MCP servers act as intermediaries between AI models and external systems, allowing them to retrieve information and perform actions. But the way credentials are handled – often stored directly in configuration files or passed as environment variables – creates opportunities for unauthorized access if those machines are compromised.
Researchers traced the issue back to the protocol’s early days. When Anthropic introduced MCP in 2023, sample servers used to demonstrate its capabilities relied on personal access tokens and basic passwords. Although later examples corrected these defaults, the original patterns persisted across community-built projects.
MCP has expanded into thousands of open-source implementations. Astrix estimated around 20,000 repositories on GitHub contain some form of MCP server code.

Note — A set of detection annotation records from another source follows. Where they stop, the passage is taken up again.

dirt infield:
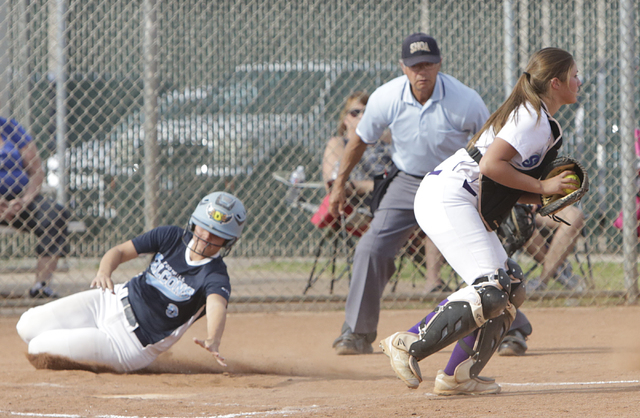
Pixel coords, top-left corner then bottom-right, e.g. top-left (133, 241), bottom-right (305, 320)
top-left (0, 307), bottom-right (640, 418)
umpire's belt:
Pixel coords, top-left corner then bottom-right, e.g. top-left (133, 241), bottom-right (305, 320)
top-left (120, 296), bottom-right (151, 347)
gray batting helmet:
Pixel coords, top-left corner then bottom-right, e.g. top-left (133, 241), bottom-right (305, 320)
top-left (189, 192), bottom-right (247, 255)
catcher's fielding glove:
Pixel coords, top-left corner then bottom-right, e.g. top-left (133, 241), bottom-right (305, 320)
top-left (538, 157), bottom-right (589, 217)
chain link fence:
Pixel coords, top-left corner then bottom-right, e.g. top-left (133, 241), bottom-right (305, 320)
top-left (0, 0), bottom-right (640, 310)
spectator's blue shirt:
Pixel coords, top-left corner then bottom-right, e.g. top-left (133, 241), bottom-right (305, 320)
top-left (0, 117), bottom-right (32, 199)
top-left (356, 73), bottom-right (489, 176)
top-left (126, 226), bottom-right (231, 343)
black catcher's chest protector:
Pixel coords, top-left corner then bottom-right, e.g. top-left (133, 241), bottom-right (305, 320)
top-left (468, 112), bottom-right (562, 231)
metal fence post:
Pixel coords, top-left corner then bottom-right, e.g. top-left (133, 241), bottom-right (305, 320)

Static credentials are risky because they rarely expire or rotate and are often shared between services. Once exposed, they can grant prolonged, unrestricted access to connected systems. The report said that nearly 80% of servers that used API keys obtained them through environment variables, which is a common practice that offers convenience but little isolation.
Other security researchers have raised similar warnings. Backslash Research previously found that several publicly listed MCP servers were configured to accept commands from any network interface, enabling attackers to execute code remotely. Separate academic work has shown how weak access controls in MCP can be exploited to move laterally across systems or extract data without direct user interaction.